Había otro Dios, mucho más grande. Estaba seguro de ello. No tenía nombre, pero Mahoma notaba su presencia, cerca y lejos a un tiempo. Tampoco tenía forma, pero lo sentía en todas las formas. A veces, cuando vigilaba el rebaño, era como si alguien más estuviera vigilando a los rebaños y a él mismo, cuidando de todo. “Es Él –pensaba Mahoma-, el gran misterio del mundo. Es Él, aquél de quien hablaron todos los profetas. Abraham y Moisés, Isaías y Jesús, ya dieron testimonio de Él. Era de Él de quien hablaban, de Él, el Único Dios”. Y Mahoma no dejaba de buscar momentos para escuchar en el silencio, para ahondar en todo aquello que iba descubriendo.
Cuando se hizo mayor ni olvidó todo esto ni abandonó su costumbre de atender en el silencio. Al contrario. Cuantas más veía y sentía por fuera, más necesidad tenía de ello. Cada año se organizaba las tareas de tal manera que pudiera dedicar cuatro semanas, todo un mes, sólo a esto, a la escucha en soledad, sin tener que ocuparse de caravanas ni de nada.

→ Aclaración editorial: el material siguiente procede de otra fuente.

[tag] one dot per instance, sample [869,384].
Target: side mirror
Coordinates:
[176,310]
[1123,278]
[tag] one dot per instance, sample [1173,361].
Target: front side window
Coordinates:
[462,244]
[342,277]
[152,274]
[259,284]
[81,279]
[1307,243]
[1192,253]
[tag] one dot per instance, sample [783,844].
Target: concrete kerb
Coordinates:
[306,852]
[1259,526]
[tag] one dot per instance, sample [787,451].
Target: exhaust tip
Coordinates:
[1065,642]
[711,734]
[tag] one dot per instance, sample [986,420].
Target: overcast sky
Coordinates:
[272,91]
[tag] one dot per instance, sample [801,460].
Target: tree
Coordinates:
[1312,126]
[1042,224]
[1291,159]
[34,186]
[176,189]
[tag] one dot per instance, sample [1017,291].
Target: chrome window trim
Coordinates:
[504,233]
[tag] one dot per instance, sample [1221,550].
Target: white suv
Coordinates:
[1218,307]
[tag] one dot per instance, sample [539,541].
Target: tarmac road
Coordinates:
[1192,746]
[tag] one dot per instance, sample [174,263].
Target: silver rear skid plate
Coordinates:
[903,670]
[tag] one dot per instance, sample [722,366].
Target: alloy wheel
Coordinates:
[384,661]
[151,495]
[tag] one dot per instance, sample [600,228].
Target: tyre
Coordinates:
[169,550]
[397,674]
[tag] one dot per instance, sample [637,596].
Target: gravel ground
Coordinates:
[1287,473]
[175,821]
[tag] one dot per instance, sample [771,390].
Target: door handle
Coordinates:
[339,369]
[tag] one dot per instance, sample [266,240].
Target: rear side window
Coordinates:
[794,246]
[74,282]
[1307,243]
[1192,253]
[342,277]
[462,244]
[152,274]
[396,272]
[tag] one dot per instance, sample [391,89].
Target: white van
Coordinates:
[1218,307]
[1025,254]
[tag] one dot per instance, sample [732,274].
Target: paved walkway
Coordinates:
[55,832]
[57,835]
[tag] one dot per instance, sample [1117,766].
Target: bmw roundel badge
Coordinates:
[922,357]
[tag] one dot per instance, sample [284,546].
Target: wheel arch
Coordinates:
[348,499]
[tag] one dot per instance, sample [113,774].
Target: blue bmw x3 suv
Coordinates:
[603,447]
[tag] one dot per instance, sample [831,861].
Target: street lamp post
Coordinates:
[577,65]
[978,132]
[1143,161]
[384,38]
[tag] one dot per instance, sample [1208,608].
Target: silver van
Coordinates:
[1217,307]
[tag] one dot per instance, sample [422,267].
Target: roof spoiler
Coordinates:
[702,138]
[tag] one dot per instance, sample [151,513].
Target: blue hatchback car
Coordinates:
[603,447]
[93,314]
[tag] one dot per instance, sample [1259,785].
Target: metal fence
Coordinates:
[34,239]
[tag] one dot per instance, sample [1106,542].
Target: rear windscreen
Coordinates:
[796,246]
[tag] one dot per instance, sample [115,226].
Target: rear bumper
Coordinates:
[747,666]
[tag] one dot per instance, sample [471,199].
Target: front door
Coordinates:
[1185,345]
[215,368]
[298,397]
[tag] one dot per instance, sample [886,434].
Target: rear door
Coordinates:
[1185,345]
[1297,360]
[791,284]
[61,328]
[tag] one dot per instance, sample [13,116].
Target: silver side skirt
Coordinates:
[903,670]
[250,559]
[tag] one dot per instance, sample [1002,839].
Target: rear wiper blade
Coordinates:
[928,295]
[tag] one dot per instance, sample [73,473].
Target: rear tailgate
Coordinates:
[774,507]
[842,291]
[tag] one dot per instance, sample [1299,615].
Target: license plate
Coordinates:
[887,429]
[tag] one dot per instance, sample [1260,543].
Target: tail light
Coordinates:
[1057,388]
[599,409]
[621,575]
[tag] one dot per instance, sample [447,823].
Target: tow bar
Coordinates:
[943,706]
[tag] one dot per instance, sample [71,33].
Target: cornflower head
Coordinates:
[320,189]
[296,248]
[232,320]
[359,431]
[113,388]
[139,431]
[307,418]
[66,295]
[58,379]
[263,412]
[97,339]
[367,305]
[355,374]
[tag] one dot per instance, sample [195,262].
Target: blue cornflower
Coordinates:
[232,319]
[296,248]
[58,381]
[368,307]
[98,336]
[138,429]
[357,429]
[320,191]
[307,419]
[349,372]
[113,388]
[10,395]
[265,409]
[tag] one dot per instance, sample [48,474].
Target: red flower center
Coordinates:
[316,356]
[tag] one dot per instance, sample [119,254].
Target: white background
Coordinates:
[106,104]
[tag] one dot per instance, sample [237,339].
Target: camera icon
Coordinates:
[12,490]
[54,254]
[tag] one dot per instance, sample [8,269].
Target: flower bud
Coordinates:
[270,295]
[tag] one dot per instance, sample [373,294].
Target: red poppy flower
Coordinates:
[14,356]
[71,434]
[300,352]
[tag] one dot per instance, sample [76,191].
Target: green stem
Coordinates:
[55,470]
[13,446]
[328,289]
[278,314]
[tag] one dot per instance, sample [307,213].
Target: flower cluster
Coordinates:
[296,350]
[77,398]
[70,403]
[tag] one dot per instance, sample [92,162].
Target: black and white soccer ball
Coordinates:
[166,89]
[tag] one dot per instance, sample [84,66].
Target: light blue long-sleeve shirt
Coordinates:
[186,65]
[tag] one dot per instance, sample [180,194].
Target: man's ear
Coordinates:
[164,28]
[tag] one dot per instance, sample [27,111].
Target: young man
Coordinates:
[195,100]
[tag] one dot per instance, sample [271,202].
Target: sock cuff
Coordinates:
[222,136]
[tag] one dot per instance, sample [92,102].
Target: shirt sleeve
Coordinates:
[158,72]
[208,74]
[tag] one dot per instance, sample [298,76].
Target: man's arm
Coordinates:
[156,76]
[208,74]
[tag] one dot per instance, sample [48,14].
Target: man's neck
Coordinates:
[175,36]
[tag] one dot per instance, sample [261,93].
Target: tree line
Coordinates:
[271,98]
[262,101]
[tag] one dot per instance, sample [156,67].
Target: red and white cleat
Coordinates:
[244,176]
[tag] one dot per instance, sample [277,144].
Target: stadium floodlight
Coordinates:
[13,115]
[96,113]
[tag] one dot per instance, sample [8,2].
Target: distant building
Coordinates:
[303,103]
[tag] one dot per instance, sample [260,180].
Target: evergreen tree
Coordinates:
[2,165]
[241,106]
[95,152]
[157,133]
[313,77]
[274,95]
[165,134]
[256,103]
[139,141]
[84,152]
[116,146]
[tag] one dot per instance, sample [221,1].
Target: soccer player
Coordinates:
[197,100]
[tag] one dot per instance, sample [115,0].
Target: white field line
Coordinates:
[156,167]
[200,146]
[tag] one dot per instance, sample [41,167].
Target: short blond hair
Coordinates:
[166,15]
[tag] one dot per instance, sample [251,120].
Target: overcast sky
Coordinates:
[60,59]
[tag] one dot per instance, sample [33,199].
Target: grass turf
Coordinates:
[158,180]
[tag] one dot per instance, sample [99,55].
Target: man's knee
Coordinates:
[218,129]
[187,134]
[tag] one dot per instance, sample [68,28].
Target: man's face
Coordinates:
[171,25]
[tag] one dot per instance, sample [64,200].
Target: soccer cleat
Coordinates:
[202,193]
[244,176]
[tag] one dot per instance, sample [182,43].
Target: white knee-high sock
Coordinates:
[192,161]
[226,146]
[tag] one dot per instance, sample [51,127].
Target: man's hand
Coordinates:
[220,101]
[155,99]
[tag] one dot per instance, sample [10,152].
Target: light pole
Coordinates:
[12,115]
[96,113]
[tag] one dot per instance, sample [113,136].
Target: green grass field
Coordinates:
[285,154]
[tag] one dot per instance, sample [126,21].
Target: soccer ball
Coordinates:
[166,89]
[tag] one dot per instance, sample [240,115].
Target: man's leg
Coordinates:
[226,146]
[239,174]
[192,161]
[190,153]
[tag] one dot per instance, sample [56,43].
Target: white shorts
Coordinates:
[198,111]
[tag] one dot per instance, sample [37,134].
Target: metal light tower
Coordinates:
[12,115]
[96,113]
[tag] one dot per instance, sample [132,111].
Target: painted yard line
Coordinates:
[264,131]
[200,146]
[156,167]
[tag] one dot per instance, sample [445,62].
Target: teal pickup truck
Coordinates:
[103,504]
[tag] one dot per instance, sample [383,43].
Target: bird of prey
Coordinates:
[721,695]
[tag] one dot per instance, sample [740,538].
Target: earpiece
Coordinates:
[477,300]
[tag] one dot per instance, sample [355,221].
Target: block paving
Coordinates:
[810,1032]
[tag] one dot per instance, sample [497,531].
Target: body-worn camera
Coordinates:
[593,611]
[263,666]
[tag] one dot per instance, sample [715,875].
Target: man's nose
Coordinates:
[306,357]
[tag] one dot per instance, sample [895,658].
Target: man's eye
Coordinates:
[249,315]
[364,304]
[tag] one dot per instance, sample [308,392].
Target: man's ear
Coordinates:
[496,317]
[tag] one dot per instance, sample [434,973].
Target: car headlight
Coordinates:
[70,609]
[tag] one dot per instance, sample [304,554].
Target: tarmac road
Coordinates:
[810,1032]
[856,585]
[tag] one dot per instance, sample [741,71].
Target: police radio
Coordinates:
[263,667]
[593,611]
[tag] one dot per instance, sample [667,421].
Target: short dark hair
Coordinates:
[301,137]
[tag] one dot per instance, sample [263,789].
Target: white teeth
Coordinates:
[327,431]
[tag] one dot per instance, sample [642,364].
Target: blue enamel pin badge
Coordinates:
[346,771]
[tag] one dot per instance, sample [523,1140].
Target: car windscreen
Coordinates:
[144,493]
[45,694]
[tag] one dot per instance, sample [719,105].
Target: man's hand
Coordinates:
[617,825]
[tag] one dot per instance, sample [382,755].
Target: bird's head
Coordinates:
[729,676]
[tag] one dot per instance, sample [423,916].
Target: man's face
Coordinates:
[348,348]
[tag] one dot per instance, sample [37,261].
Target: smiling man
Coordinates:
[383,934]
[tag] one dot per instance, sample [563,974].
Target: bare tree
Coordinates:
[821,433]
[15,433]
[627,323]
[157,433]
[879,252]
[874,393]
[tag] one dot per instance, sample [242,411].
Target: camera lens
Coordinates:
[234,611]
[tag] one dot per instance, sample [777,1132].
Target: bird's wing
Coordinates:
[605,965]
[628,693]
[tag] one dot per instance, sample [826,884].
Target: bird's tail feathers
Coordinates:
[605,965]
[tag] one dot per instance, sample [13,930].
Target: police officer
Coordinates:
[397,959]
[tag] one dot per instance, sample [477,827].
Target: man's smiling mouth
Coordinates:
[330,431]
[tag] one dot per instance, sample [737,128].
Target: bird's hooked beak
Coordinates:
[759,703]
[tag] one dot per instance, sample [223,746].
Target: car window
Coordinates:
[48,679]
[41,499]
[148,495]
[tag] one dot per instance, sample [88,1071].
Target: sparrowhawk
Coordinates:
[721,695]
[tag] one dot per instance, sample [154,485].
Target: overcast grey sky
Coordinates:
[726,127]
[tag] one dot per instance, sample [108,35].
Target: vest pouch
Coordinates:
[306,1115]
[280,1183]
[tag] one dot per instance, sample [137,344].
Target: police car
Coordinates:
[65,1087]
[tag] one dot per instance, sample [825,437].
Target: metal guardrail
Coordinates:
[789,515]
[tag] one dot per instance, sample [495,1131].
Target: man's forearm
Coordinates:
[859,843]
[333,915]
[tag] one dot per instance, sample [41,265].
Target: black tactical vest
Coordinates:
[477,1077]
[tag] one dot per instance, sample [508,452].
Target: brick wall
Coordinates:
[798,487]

Pasaba esas semanas retirado en una cueva que hay en el monte Hira, no muy lejos de la Meca. Con el tiempo, más convencido estaba de que había que hacer algo para recordar a los suyos las palabras de los antiguos profetas. Una noche del noveno mes del año, el mes de Ramadán, en su retiro en la cueva del monte Hira, sintió claramente en su interior esta certeza, palabra a palabra: Mahoma, tú serás la voz de Él, tú serás su profeta.